Buddhism Without Beliefs by Stephen Batchelor

Review by Patti Whaley, of the UK SoFN Steering Committee, from the May issue of the UK SoFN publication which was recently renamed "SoF"

A quotation:
Cover of Buddhism without beliefs by Stephen Batchelor"It's useful ... to see the furor raised among Buddhist circles by Stephen Batchelor's book. Batchelor's aim is to set aside the aspects of Buddhism that have turned it into a religion - the development of a complex body of metaphysical ideas, the elite priesthood of monks and gurus, the insistence on rebirth, the political conservatism - and extract the core characteristics of Dharma practice: compassion, awareness, emptiness, freedom."
"Central to Batchelor's approach is a proper understanding of agnosticism ... [which] ... keeps us on our spiritual toes; the absence of any final answers acts, not as a discouragement, but as an opportunity to continually reimagine and recreate the parameters of our existence."

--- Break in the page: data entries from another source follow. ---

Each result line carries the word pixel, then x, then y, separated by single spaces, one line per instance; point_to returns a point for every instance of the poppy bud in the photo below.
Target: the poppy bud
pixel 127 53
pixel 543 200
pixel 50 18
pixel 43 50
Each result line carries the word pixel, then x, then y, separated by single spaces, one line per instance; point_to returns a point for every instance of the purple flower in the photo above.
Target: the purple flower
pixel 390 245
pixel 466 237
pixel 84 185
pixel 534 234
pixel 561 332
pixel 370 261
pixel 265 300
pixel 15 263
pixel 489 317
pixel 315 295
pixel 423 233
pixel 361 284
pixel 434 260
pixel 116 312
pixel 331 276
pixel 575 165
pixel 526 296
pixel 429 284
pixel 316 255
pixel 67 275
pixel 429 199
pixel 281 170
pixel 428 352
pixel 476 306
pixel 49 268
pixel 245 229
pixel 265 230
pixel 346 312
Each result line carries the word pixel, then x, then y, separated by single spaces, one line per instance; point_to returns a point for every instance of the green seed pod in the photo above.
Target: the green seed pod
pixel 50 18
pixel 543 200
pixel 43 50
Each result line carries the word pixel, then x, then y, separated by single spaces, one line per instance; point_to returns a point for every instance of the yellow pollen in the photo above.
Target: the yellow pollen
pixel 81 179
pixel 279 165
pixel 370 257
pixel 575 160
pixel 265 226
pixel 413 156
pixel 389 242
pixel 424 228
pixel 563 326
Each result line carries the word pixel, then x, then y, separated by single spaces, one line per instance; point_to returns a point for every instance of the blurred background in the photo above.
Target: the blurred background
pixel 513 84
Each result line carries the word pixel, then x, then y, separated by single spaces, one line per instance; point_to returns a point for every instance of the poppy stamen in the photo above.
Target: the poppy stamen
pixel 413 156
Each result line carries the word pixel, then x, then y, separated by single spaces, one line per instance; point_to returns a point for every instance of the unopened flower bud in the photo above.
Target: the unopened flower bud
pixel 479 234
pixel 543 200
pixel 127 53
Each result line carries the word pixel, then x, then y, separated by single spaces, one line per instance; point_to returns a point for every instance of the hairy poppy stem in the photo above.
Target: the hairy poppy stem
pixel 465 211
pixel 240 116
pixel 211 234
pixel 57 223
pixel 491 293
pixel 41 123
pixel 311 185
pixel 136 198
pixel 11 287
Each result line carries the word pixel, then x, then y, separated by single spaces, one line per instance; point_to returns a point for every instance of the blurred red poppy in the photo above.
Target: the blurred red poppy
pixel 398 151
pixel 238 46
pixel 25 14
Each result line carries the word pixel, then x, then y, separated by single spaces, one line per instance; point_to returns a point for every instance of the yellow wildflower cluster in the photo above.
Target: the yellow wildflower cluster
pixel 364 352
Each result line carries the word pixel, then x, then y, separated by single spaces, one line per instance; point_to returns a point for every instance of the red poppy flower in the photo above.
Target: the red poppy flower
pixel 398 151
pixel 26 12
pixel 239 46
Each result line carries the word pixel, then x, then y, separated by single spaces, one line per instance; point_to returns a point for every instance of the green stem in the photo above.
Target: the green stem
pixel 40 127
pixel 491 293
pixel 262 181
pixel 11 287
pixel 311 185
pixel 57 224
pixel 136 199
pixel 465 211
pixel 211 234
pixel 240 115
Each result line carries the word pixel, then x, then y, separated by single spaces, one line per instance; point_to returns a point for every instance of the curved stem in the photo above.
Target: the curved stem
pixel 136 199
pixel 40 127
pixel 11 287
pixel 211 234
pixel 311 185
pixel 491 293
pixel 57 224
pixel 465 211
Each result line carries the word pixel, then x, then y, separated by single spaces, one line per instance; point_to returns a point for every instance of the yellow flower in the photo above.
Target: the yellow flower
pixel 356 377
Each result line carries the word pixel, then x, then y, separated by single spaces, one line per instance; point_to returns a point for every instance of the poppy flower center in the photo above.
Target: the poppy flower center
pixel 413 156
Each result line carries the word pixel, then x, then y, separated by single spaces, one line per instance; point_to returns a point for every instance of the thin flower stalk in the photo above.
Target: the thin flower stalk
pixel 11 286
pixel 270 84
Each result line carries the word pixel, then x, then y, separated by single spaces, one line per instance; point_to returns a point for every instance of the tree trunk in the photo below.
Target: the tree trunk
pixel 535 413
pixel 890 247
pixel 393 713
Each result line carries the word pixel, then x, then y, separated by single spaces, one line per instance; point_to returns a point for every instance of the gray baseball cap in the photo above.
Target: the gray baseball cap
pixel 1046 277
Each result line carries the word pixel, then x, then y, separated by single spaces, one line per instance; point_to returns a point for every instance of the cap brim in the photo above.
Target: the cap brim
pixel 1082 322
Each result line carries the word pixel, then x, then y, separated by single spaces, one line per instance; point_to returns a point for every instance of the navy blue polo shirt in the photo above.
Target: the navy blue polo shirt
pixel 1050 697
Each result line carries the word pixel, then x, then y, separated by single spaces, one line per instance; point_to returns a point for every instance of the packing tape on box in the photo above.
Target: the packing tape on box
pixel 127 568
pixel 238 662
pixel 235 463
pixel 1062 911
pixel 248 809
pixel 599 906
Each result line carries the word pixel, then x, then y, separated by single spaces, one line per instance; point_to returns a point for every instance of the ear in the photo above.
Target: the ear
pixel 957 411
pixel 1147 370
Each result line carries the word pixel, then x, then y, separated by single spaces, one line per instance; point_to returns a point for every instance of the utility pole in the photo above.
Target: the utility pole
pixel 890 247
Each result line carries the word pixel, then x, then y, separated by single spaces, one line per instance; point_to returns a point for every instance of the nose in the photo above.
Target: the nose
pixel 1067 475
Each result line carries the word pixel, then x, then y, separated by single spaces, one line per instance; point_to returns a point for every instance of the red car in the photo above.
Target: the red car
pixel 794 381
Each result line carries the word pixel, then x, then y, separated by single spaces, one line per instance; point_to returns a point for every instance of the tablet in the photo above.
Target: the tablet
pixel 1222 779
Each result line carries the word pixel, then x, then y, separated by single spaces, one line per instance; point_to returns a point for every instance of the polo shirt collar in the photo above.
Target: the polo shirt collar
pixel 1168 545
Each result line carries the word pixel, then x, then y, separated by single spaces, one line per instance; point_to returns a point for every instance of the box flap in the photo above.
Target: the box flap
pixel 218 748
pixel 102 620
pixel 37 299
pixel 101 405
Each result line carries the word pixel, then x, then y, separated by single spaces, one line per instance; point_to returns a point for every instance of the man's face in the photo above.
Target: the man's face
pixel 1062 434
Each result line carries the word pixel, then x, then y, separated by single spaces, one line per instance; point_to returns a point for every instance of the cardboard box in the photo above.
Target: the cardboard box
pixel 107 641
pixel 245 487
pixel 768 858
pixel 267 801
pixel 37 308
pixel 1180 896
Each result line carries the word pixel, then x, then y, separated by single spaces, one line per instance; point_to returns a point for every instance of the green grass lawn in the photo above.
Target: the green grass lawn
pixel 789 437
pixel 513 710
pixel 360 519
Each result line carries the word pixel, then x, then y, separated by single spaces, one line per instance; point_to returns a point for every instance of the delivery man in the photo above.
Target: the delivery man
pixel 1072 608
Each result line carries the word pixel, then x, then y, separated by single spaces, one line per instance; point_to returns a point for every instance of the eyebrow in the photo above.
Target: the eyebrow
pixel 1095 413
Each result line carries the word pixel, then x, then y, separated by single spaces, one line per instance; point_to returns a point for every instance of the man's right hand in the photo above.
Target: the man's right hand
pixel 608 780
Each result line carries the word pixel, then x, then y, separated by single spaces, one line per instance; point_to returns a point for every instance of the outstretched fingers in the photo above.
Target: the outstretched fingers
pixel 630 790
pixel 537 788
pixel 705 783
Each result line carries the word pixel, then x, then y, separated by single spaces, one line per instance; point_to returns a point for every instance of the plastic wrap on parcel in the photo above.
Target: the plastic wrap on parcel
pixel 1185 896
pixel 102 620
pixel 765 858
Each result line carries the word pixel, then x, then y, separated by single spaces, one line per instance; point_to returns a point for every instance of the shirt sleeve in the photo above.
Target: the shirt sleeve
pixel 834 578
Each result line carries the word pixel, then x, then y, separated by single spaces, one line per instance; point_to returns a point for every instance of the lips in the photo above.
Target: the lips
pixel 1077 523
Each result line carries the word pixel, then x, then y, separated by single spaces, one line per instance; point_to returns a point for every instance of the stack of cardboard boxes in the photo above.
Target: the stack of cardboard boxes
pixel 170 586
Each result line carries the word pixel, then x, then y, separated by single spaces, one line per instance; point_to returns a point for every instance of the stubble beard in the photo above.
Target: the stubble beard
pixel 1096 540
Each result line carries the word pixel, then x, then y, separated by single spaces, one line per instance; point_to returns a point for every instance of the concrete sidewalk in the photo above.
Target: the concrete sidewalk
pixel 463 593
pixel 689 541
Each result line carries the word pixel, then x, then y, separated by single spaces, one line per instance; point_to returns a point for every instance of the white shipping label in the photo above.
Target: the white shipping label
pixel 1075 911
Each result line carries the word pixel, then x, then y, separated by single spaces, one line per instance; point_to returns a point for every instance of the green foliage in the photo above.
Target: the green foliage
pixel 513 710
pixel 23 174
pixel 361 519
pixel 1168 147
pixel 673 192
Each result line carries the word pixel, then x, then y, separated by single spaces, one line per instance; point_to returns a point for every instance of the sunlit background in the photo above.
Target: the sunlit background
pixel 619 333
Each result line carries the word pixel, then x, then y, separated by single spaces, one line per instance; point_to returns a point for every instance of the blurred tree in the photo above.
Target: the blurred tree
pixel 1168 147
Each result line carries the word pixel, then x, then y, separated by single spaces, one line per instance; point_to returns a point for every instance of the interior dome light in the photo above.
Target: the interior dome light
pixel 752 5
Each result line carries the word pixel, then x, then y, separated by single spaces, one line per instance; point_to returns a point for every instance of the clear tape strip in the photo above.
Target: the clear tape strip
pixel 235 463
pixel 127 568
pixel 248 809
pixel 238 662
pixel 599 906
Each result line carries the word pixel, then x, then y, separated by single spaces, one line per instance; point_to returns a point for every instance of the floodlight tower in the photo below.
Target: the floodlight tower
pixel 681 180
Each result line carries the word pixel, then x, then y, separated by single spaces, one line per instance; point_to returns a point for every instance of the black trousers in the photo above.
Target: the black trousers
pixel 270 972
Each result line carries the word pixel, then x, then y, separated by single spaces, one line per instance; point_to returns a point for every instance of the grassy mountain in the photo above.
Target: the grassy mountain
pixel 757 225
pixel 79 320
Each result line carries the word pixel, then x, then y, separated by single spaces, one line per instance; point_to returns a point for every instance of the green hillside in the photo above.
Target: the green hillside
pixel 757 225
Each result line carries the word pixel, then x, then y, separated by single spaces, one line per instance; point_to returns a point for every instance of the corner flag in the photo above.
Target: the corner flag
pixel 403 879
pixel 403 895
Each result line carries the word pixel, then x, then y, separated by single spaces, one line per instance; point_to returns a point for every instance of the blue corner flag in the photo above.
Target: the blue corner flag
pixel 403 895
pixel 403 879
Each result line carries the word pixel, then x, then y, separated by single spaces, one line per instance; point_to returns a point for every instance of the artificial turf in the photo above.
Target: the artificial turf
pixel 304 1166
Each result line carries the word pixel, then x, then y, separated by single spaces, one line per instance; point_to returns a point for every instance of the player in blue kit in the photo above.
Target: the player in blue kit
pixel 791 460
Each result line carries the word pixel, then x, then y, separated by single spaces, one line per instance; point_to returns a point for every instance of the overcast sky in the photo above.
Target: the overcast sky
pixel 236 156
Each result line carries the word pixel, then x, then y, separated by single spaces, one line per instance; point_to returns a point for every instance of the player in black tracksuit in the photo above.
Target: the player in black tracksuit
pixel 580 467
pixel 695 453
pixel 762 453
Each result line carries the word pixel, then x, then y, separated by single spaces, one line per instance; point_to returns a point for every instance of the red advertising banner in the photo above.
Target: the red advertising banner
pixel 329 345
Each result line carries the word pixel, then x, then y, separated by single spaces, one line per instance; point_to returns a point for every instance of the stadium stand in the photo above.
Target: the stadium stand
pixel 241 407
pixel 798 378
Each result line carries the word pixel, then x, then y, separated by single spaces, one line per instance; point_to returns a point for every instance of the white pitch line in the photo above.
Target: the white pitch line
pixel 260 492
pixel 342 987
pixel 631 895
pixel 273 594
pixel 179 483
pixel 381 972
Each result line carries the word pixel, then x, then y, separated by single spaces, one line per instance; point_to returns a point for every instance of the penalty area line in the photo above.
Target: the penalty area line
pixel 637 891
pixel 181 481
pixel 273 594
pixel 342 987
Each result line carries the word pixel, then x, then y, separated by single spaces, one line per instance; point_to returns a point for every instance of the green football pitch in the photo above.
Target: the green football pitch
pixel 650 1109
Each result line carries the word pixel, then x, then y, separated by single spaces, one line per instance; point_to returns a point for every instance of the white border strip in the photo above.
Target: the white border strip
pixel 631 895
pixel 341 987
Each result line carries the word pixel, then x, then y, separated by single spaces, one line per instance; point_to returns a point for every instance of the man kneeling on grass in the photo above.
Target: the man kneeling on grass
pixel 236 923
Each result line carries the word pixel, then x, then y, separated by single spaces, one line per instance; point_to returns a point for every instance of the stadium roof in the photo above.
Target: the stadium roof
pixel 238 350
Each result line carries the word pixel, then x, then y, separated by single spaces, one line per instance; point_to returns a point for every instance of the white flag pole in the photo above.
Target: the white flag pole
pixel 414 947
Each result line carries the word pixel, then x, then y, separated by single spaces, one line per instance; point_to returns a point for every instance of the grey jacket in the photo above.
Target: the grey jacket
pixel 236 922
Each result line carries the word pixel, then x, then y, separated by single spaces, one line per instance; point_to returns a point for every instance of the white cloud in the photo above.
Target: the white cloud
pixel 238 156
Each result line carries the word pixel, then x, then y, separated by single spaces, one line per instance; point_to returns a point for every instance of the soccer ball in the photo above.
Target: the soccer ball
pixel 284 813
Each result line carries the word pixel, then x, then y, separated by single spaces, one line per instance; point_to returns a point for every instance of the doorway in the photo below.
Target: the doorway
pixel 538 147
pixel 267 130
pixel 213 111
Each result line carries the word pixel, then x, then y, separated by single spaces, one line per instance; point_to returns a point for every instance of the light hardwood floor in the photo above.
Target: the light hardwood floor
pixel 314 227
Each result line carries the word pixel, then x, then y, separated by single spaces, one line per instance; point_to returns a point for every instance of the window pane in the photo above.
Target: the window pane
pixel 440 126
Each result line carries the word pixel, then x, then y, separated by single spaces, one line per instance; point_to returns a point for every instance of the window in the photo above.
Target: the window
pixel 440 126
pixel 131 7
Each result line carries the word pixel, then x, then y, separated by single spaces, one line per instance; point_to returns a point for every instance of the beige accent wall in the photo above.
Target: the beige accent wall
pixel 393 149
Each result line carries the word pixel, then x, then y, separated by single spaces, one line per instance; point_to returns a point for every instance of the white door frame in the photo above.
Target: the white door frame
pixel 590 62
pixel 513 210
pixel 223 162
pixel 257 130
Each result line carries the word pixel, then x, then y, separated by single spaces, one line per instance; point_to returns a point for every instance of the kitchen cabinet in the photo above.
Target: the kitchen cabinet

"[His] vision of Buddhism is secular, agnostic, decentralised, and democratic; small wonder that some Buddhists regard Batchelor with the same sort of alarm that some Anglicans [and not just Anglicans! - ed] express towards Don Cupitt." [Buddhism Without Beliefs, Stephen Batchelor, Bloomsbury 1997/1998, paperback, $27.95 in NZ]
"Instead of presenting himself as a saviour, the Buddha saw himself as a healer. He presented his truths in the form of a medical diagnosis, prognosis and treatment."